Heading into the matchup with Brady and company, however, New York’s questions extend beyond their group of perimeter cornerbacks: the team’s linebacker corps has also taken a hit recently as the top of the depth chart has been decimated by injury recently. Considering that the Patriots have two of the NFL’s better receiving backs in the fold — James White and Rex Burkhead — this matchup could also favor the Patriots. That being said, MacGregor pointed out that the backups have fared well so far.
“Prized free agent acquisition inside linebacker C.J. Mosley is hobbled with a groin injury and he may not suit up. The other starting inside linebacker, Avery Williamson, is out for the year with an injury,“ he said about the position. “With both starting inside linebackers compromised you’ll see a heavy dose of Neville Hewitt and fifth round rookie Blake Cashman. The two have been reasonably effective so far so the Jets linebackers may not be as vulnerable as one would expect playing backups at the position.“
So where does all of that leave a Jets team that will also likely miss defensive tackle Quinnen Williams with an ankle injury and has already ruled out linebacker Jordan Jenkins because of a calf issue? According to MacGregor, the team has only one option to combat a high-octane Patriots offense: be aggressive and try to go after Tom Brady before the greatest quarterback of all time can connect with his wide receivers against a vulnerable secondary.

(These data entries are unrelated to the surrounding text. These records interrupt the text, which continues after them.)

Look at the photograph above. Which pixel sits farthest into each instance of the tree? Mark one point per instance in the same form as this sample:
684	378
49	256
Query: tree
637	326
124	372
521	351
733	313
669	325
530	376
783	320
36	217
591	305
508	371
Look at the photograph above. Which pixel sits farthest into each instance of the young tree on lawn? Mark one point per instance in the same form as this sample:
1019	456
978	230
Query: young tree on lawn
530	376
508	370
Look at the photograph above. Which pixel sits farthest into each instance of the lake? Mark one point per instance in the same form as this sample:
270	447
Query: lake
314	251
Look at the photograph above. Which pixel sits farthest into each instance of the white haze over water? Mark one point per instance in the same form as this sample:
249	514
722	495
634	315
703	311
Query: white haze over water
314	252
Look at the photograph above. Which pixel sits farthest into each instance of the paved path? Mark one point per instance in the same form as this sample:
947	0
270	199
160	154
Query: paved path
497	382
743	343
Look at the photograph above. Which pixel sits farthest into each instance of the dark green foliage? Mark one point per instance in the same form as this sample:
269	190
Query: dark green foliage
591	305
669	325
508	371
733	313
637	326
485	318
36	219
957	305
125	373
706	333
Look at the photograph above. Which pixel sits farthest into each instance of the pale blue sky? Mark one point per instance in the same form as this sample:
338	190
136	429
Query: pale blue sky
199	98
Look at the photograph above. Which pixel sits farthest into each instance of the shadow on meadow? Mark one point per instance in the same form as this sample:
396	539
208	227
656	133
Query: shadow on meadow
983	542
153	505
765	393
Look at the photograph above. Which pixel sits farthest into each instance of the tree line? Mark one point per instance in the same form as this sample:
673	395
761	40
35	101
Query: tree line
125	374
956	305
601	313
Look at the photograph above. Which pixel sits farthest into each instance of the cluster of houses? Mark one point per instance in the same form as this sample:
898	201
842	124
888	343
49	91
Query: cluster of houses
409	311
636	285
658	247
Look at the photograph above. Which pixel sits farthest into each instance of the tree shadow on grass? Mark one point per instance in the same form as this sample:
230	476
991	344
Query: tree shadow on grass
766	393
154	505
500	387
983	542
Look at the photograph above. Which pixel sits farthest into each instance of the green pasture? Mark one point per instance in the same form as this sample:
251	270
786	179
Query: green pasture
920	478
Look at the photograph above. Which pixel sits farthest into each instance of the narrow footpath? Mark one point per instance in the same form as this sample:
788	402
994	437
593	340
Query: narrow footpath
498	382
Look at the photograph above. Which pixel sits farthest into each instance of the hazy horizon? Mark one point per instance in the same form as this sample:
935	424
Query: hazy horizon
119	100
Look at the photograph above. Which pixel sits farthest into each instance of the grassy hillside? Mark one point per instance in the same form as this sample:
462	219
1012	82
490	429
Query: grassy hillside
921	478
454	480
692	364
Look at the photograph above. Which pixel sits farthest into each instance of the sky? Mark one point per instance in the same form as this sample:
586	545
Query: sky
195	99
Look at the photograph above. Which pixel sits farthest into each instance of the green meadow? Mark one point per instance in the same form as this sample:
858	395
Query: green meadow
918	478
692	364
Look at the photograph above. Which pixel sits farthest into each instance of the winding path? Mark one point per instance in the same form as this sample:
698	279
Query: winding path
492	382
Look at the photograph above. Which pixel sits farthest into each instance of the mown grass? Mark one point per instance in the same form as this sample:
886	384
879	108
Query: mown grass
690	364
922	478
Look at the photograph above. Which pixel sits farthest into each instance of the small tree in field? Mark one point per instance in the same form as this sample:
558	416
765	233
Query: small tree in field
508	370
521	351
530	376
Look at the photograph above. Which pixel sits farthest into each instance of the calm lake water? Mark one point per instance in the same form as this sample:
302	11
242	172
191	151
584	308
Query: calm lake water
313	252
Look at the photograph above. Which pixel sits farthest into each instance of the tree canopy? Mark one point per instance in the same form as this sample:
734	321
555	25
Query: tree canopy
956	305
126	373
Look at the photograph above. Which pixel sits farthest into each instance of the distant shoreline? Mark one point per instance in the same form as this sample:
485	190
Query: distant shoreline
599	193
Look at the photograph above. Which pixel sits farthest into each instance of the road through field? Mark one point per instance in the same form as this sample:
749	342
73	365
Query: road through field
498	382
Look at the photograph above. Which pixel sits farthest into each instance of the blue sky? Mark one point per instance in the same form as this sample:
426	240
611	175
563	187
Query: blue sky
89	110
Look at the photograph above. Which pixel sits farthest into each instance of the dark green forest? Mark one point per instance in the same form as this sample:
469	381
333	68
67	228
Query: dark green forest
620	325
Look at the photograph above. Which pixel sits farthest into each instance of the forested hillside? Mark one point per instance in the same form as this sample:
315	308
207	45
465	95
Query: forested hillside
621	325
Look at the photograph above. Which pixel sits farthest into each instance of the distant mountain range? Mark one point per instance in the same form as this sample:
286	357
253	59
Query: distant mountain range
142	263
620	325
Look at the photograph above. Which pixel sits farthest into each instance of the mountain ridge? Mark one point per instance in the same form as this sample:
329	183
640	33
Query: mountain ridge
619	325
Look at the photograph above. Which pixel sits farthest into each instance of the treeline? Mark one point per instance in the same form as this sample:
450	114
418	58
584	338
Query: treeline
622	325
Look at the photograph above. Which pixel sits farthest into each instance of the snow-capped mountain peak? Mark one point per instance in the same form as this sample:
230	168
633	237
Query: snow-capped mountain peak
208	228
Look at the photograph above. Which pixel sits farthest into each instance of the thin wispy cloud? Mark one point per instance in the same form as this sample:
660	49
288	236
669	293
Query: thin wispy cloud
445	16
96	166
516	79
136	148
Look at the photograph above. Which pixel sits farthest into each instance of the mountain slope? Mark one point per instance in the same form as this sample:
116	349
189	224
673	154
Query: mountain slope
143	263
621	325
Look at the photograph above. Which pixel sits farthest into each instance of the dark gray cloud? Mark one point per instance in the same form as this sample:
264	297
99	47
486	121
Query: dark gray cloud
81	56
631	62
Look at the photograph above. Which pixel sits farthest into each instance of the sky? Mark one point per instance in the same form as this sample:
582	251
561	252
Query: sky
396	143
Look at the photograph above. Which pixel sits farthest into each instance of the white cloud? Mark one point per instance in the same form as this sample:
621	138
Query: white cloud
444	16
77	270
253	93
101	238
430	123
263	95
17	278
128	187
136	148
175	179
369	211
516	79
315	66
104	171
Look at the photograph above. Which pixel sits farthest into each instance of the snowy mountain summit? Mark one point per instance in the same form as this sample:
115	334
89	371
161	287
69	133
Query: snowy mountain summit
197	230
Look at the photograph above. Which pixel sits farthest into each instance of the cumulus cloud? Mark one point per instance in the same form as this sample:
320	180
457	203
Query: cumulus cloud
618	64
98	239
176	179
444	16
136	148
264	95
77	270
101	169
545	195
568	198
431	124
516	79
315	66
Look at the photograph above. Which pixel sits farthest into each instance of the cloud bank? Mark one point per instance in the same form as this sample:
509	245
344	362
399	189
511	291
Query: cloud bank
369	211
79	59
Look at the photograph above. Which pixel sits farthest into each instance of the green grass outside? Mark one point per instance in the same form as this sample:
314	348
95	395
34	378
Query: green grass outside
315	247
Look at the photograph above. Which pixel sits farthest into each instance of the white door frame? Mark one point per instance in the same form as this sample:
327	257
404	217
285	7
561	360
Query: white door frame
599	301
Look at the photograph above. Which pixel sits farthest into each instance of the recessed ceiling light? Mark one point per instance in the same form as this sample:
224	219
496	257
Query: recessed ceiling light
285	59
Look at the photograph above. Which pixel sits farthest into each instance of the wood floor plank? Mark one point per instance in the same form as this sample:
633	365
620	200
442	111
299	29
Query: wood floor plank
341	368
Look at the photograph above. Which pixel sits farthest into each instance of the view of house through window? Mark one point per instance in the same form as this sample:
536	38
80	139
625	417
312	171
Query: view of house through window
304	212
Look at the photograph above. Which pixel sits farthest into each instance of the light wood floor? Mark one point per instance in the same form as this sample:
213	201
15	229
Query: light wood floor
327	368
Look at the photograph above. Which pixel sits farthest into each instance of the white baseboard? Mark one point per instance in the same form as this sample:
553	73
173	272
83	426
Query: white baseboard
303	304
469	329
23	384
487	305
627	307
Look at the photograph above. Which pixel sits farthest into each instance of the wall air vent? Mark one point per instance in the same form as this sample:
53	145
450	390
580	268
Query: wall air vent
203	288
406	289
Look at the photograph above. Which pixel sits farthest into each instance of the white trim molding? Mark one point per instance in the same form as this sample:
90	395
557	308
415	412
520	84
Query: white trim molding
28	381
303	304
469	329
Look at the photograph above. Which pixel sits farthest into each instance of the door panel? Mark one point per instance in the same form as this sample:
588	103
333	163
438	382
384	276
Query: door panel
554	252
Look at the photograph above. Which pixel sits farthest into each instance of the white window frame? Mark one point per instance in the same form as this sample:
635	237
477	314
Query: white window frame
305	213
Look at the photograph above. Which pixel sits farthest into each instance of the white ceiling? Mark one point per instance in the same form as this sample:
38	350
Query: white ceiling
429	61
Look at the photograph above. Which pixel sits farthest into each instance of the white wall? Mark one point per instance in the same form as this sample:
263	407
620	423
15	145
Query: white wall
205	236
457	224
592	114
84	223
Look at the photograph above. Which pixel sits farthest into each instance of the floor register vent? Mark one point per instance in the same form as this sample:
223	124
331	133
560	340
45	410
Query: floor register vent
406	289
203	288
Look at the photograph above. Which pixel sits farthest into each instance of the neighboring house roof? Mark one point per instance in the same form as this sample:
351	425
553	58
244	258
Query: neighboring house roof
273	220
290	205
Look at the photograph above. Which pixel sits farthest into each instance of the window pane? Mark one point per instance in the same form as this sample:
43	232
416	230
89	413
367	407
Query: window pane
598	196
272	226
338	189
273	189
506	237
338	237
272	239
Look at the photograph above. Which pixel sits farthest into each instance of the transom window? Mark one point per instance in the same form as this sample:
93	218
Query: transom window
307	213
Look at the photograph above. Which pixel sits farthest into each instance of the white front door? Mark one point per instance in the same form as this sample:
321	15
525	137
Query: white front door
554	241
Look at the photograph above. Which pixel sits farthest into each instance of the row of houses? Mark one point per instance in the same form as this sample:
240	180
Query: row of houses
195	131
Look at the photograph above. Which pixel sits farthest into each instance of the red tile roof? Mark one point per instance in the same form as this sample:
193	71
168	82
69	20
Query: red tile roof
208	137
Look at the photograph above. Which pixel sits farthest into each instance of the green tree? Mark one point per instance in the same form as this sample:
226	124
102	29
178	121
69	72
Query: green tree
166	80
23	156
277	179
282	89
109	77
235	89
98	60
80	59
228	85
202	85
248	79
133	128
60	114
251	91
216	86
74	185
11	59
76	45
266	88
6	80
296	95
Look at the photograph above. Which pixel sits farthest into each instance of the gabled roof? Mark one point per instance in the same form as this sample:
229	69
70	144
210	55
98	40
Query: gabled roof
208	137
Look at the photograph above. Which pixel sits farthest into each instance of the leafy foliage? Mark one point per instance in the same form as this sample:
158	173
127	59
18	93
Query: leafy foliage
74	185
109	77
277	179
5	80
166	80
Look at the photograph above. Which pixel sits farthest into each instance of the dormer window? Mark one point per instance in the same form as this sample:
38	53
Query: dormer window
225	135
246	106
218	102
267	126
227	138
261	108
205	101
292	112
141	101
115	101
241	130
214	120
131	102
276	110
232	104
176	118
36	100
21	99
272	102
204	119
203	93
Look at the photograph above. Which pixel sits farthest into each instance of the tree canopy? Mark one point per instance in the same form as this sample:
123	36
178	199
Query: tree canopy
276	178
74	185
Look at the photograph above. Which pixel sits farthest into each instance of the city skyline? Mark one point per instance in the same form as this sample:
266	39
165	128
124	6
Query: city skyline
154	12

“I would expect [defensive coordinator Gregg] Williams to be ultra aggressive with his blitzing packages this week, simply because the Jets don’t have the pass rushing talent to get consistent pressure without blitzing, and the Jets don’t have cornerbacks to stay with the Patriots receivers if Tom Brady isn’t under pressure,” he said. “Of course blitzing presents its own set of problems, and Brady is among the best in the business in dealing with blitzes.”
“If the blitz doesn’t get to Brady quickly the Jets secondary will not be able to hold up and we will see a bunch of big plays by the Patriots,” added MacGregor. “But I don’t really see the alternative. Rushing three or four and watching Brady have all day in the pocket to pick apart the Jets secondary is not an appealing prospect. The only chance the Jets have, in my opinion, is trying to apply maximum pressure and hope to get to Brady enough to get heavy pressure, sacks, and a turnover or two. It’s not a great option, it likely won’t work, but it’s the best option available in what looks like a mismatch.”